我來翻譯一下,沒開光的八卦鏡是沒有任何效果的。
啥叫開光?那必須得是咒訣加持過的。
這咒,也不是隨便誰念都有用。
比如奔雷訣,我能用,同樣的手勢、咒訣教給你,你就一定用不出,除非你也是道門中人。
啥是道門中人?
並非你出家做個道士就能驅鬼辟邪捉妖了,還得是劉文龍這樣的。
師父言傳身授,要通竅授錄才行。
至於我為啥會用,這就只有天知道了,我其實一點都不想做特殊的普通人你知道嗎?
我們在樓道一頓找,啥都沒找到,就開啟門進了她家。
開門的時候,對門門開了,一老頭探頭出來,看了看我倆。
“你們找誰啊?”
他警惕地問,估計剛才我們說話,他也都躲在門後聽著呢。
“我們是……探員,來查入室盜竊案的。”
我靈機一動,編了個藉口。
“還是上回的事吧?我跟你們說啊,別查了,白搭。”老頭擺手,一臉八卦地說。
“哦?上次?她上次什麼事?我們這是新警情。”
我遞根菸給老頭。
老頭就說了:“上次她報警,說有人對她耍流氓,這小姑娘啊,挺可憐的,家裡就剩他自己了,神經兮兮,非說有人摸她屁股。”
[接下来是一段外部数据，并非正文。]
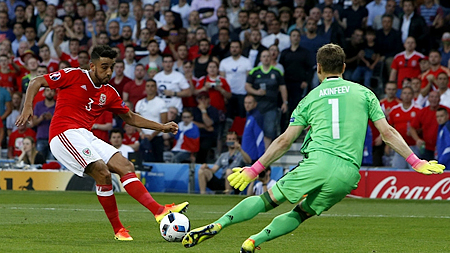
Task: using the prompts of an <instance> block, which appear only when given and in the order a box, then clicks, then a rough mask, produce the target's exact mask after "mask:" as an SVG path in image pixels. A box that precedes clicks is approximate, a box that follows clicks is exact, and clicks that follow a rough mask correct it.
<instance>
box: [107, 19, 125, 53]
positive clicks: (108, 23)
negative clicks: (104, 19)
mask: <svg viewBox="0 0 450 253" xmlns="http://www.w3.org/2000/svg"><path fill="white" fill-rule="evenodd" d="M108 34H109V46H110V47H115V46H117V45H118V44H120V43H122V41H123V38H122V36H120V24H119V22H118V21H115V20H113V21H111V22H108Z"/></svg>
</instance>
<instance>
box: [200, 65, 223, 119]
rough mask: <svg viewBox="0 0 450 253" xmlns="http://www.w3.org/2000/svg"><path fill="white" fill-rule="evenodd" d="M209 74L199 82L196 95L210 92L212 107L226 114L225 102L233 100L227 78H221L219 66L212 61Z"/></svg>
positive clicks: (207, 71)
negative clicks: (225, 113) (201, 93)
mask: <svg viewBox="0 0 450 253" xmlns="http://www.w3.org/2000/svg"><path fill="white" fill-rule="evenodd" d="M207 72H208V74H207V75H206V76H203V77H202V78H200V79H199V80H198V83H197V86H196V87H195V88H196V90H195V91H194V94H195V95H198V94H199V93H201V92H208V94H209V98H210V99H211V106H213V107H215V108H216V109H217V110H219V111H222V112H223V113H225V111H226V109H225V101H228V100H229V99H230V98H231V90H230V86H229V85H228V82H227V80H226V79H225V78H223V77H221V76H219V64H218V63H217V62H215V61H210V62H209V63H208V67H207Z"/></svg>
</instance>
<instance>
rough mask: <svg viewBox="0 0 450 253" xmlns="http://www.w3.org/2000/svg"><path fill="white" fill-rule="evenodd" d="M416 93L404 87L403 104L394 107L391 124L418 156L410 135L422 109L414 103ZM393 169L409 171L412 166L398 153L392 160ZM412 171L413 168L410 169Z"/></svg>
mask: <svg viewBox="0 0 450 253" xmlns="http://www.w3.org/2000/svg"><path fill="white" fill-rule="evenodd" d="M413 97H414V91H413V89H412V88H411V87H409V86H408V87H404V88H403V89H402V93H401V99H402V103H401V104H398V105H396V106H394V107H392V110H391V112H390V114H389V124H391V125H392V126H393V127H394V128H395V129H396V130H397V131H398V132H399V133H400V135H401V136H402V137H403V139H405V141H406V143H407V144H408V146H409V147H410V148H411V150H412V151H413V152H414V153H415V154H416V155H418V153H419V152H418V151H419V149H418V148H417V147H416V142H415V140H414V139H413V138H412V137H411V136H410V135H409V130H410V127H411V123H412V122H413V120H414V118H415V117H416V116H417V114H418V113H419V111H420V109H421V108H420V107H418V106H416V105H414V103H412V100H413ZM392 167H394V168H397V169H407V168H410V165H408V163H407V162H406V161H405V159H404V158H402V156H401V155H399V154H398V153H395V154H394V157H393V158H392ZM410 169H411V168H410Z"/></svg>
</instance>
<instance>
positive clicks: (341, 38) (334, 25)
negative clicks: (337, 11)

照老頭說,就是章小芳發現自己的牛仔褲屁股上,有兩個大手印,十分清晰。
這事兒,她為啥沒告訴我?
真是奇怪。
“結果呢,你們同事來查了一圈,屋子裡就她一個人的指紋和腳印,沒別人,她就是個瘋子。”
老頭剛說沒兩句,有個老太太跑出來。
老太太一把拍掉他手裡的煙,嘀嘀咕咕地說:“死老頭子,還敢抽菸,不想活了?探員同志,你別聽他瞎說,他啥都不懂。其實這家人啊,撞邪了。”
這就更有意思了。
對門鄰居,親親的一家人,卻有兩種說法。
“大媽,您說說,怎麼個撞邪法?”
我趕緊問。
老太太低頭看了一眼樓梯下,諱莫如深地說:“她奶奶唄,我尋思,就是不放心丫頭一個人過日子,不肯走。”